Thursday, April 4, 2019

5 SIP Blunders That Can Cost Investors Heavily

When it comes to investment, the SIP is a great way to invest. Systematic Investment Plans are loved by retail investors. It will let them automatically purchase more units during a low market phase and vice-versa.

There are other benefits of going for SIPs instead of other lucrative funds. SIP involves regular investing and this will let investors leave a sigh of relief as they need not time the market. However, a lot of people mess their investment up by making some huge blunders.

SIPs have the ability to make the lives of their investors a better one, but committing a few common blunders can ruin things. A list of the 5 blunders is presented in this article below. For better guidance regarding SIP and financial investment in general, one can visit good financial experts like Wealthclock Advisors.
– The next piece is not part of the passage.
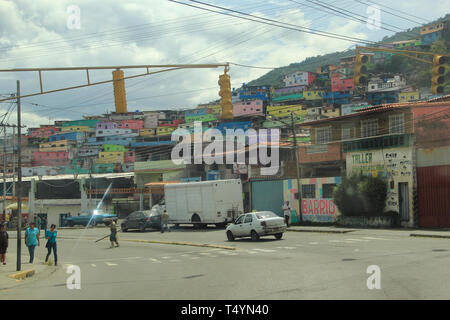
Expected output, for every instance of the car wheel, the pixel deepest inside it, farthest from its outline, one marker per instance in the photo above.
(254, 235)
Some wrong moves that investors need to be careful about

Staying tight-fisted

With SIPs, an investor can succeed in fulfilling his investment goals and thereby, make his financial planning success. However, after a certain time, one needs to question themselves have they invested enough? Staying tight-fisted in case of investment is not the right way to grow wealth. So, an investor should be heavily active towards reaping off more benefits from SIP.

Market timing

A lot of investors often put a halt to their SIP investment temporarily when they see the equity market is correcting. The expert advisors recommend avoiding this step. Pausing SIPs midway can prove hazardous as it can heavily affect the investment process and the financial plan in general. Investors can lose out on fruitful opportunities.

A financial investor can have thousands of questions before venturing into SIP. One of the most common ones of them all is, “How to do SIP online?”. To get the best answer to this question, they can visit a professional financial advisor.

No diversification

One of the most common mistakes that an investor makes is they invest all their money into one single fund. This may be convenient but can lead an investor to end up with disastrous results. SIP is always beneficial in every sense but for it to provide the most stunning results, one need to diversify their investments.

Diversification will offer great returns during the most difficult market times. One also needs to review fund returns after every year. A competent financial advisor will also answer other important questions such as “How to purchase mutual funds?”.

Wrong choices

Although SIP is great in terms of automatic monthly installment payments, at most times investors select the wrong SIP dates. The ideal date should be one that is after salary is usually credited as this will benefit investors.

No flexibility

A lot of investors are thrown off their investment track when an emergency pops up. Since they have not prepared for the same, they face the wrath of time. So, other than committing heavily to SIP one also needs to keep emergency and difficult times in mind and utilize their money likewise.